The researchers built their own "tokenizer," the algorithm for cutting up text into individual units. The typical tokenizer used by programs such as GPT-3 "is primarily trained on English corpora," they write, so that common Arabic words "are over-segmented into individual characters [which] lowers the performance of the model and increases the computational cost."
They also employed a state-of-the-art "embedding" algorithm, ALiBi, developed last year by the Allen Institute and Meta. This algorithm is much better at handling very long context -- that is, inputs to a language model typed at the prompt or recalled from memory.
"What we were looking to do was to capture the linguistic nuances in Arabic and the cultural references," said Feldman, who has spent extensive time traveling in the Middle East. "And that's not easy when most of the model is in English."
Enhanced with these and other modifications, the result is a language model called Jais, and its companion chat app, Jais-Chat, measuring 13 billion in "parameters," the neural weights that form the critical active elements of the neural net. Jais is based on the GPT-3 architecture designed by OpenAI, a so-called decoder-only version of Google's Transformer from 2017.

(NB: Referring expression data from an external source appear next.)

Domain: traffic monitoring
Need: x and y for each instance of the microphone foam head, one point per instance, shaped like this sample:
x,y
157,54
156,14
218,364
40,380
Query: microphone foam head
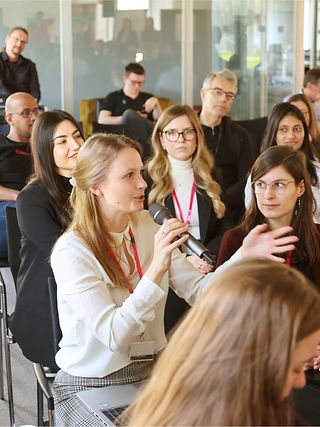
x,y
159,213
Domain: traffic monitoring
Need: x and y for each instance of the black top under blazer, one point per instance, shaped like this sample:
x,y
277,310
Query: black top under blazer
x,y
40,228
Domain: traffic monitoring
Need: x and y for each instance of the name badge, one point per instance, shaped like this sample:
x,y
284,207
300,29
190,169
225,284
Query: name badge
x,y
142,351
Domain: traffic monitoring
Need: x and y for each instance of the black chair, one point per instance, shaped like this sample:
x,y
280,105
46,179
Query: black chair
x,y
4,263
6,340
117,129
43,386
14,236
14,245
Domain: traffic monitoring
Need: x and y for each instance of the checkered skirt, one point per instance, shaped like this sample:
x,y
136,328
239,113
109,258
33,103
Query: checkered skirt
x,y
71,411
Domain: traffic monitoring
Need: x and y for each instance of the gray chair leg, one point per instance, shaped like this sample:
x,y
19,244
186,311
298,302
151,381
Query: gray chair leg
x,y
7,341
1,351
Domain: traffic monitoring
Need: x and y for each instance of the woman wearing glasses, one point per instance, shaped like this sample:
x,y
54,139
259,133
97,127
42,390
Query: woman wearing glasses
x,y
43,214
287,127
180,175
302,102
281,195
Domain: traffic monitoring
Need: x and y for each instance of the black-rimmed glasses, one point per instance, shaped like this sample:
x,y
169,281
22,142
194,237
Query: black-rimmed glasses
x,y
219,92
279,186
173,135
27,112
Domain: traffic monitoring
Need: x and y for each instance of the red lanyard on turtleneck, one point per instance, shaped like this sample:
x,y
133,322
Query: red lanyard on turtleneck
x,y
175,197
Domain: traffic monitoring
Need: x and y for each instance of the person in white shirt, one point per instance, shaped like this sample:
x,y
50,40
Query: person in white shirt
x,y
113,267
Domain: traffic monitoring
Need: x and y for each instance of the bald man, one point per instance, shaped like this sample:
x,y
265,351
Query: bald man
x,y
21,110
17,73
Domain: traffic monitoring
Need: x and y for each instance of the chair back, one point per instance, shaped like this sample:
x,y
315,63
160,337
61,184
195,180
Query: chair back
x,y
117,129
14,241
57,334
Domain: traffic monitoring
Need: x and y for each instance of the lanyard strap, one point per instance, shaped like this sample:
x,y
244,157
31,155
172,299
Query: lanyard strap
x,y
136,259
288,259
175,197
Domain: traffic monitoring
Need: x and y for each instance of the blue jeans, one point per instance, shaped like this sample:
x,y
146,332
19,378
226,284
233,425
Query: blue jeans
x,y
3,228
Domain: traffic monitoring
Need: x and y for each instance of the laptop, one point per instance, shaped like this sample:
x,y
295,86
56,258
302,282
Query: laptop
x,y
107,403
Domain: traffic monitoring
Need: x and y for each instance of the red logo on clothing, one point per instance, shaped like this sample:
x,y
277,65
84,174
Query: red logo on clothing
x,y
22,153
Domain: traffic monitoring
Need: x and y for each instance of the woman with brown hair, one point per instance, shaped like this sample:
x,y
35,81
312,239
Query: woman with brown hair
x,y
302,102
237,355
180,175
43,213
281,195
287,127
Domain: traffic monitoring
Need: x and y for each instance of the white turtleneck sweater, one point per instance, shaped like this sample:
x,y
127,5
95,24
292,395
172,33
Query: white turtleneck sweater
x,y
182,177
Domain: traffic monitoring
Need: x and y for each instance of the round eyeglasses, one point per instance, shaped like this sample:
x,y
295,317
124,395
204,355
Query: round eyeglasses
x,y
173,135
28,112
279,186
219,92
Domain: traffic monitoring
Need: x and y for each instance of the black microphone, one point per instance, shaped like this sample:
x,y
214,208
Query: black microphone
x,y
160,213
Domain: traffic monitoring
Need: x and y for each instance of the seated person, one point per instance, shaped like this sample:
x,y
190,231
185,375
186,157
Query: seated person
x,y
237,355
21,110
180,175
43,213
129,106
229,143
281,196
113,267
287,127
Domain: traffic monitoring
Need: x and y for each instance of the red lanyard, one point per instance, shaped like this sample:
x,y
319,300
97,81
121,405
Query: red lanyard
x,y
288,259
136,258
174,195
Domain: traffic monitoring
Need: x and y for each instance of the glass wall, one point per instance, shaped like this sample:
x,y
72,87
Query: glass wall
x,y
109,34
254,39
41,18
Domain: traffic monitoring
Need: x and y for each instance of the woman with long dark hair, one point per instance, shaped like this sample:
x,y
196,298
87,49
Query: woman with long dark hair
x,y
43,212
237,355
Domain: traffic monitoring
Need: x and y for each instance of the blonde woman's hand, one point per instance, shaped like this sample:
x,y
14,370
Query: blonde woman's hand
x,y
199,264
260,242
171,235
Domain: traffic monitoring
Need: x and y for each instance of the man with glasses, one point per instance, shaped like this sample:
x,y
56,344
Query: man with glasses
x,y
17,73
229,142
135,109
21,110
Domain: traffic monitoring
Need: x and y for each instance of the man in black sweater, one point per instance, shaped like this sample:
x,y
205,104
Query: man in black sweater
x,y
17,73
135,109
21,110
229,143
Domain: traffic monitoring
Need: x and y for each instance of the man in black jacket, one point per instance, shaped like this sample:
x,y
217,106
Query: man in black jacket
x,y
21,111
229,143
17,73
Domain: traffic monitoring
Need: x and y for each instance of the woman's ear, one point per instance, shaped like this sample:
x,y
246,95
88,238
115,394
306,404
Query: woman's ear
x,y
302,188
96,190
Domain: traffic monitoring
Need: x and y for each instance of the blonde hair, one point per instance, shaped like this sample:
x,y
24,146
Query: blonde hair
x,y
224,74
228,361
202,161
93,161
313,126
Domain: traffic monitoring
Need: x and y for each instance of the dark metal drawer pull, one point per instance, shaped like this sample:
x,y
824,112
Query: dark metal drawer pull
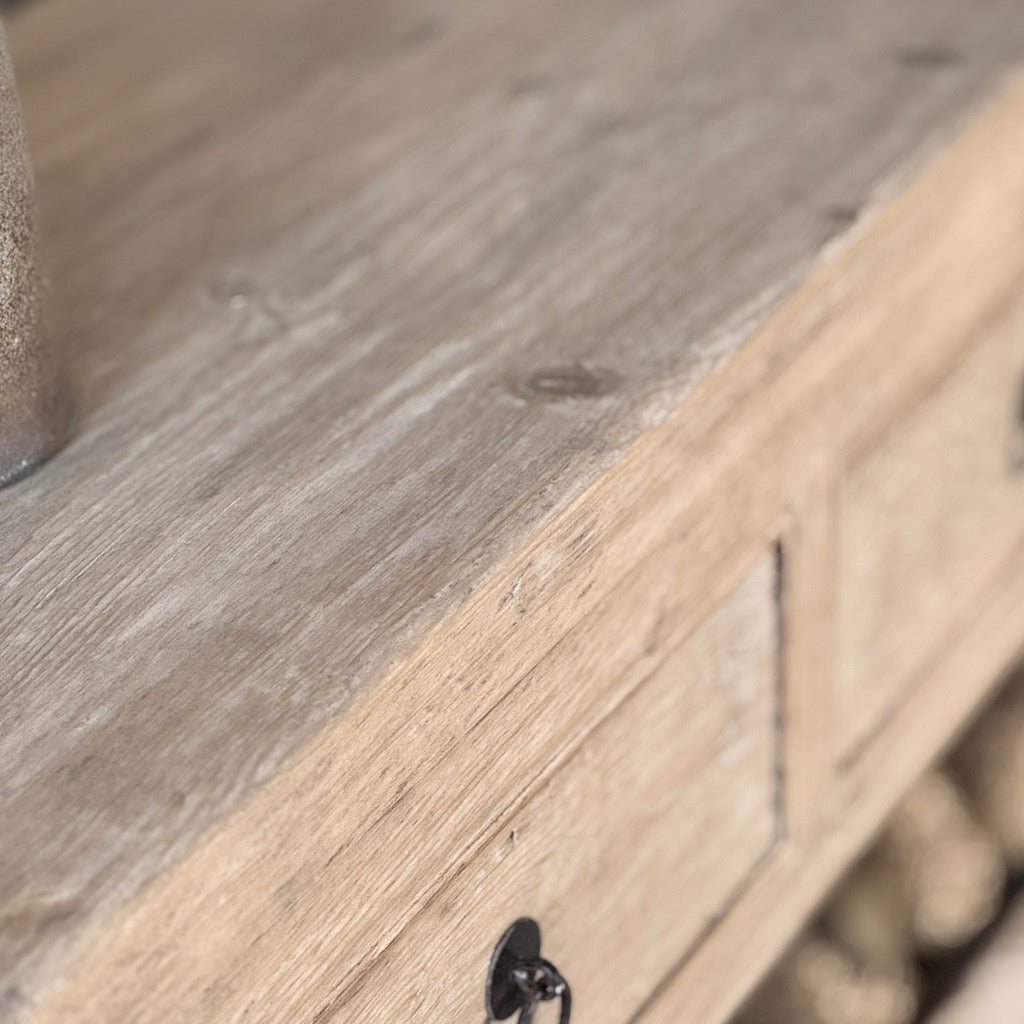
x,y
519,978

The machine is composed of 32 of Cerebras's special-purpose AI computers, the CS-2, whose chips, the "Wafer-Scale-Engine," collectively hold a total of 27 million compute cores, 41 terabytes of memory, and 194 trillion bits per second of bandwidth. They are overseen by 36,352 of AMD's EPYC x86 server processors.
The researchers used a slice of that capacity, 16 machines, to train and "fine-tune" Jais.
The program punches above its weight at 13 billion parameters. That is a relatively small neural network, compared to things such as the 175-billion-parameter GPT-3, and larger programs with more parameters are generally viewed as more powerful.
"Its pre-trained and fine-tuned capabilities outperform all known open-source Arabic models," write Sengupta and team, "and are comparable to state-of-the-art open-source English models that were trained on larger datasets."
As the authors note, the original Arabic data set of 72 billion tokens wouldn't ordinarily be enough for a model larger than 4 billion parameters, according to the AI rule of thumb known as The Chinchilla Law, formulated by researchers at Google's DeepMind.
In fact, not only does Jais-Chat in its 13 billion-parameter form top LlAMA 2 and others, in a smaller version of their program with just 6.7 billion parameters, they are also able to achieve higher scores on the same standardized tests such as MMLU and HellaSwag.
"What was interesting was that the Arabic made the English better, too," said Feldman, referring to Jais's performance on the evaluations. "We ended up with a model that's as good as LlaMA in English, even though we trained it on about a tenth of the data."
The work not only sets new benchmark scores in Arabic but also speeds up dramatically the time taken to train such a model compared to what would be required with standard GPU chips of the kind Nvidia, the dominant AI vendor, sells.
It is estimated that to distribute the work and train Jais it would take a 512-node GPU cluster between 60 and 100 days, said Cerebras, versus just 21 days on the Condor Galaxy 1.
"It would have taken 20 days just to configure a GPU cluster before you ran the model," quipped Feldman. "And that's an extraordinarily expensive cluster."
The Jais programs are the latest in a string of contributions by Cerebras to the open-source software effort in the wake of OpenAI and Google scaling back their disclosure. Another program trained on Condor Galaxy 1, called BTLM-3B-8K, is the number one model for a 3-billion-parameter configuration on Hugging Face at the moment, with over a million downloads, noted Feldman.
"We built a supercomputer, we've got people using it, we're moving the open-source community forward," said Feldman, "that's all goodness."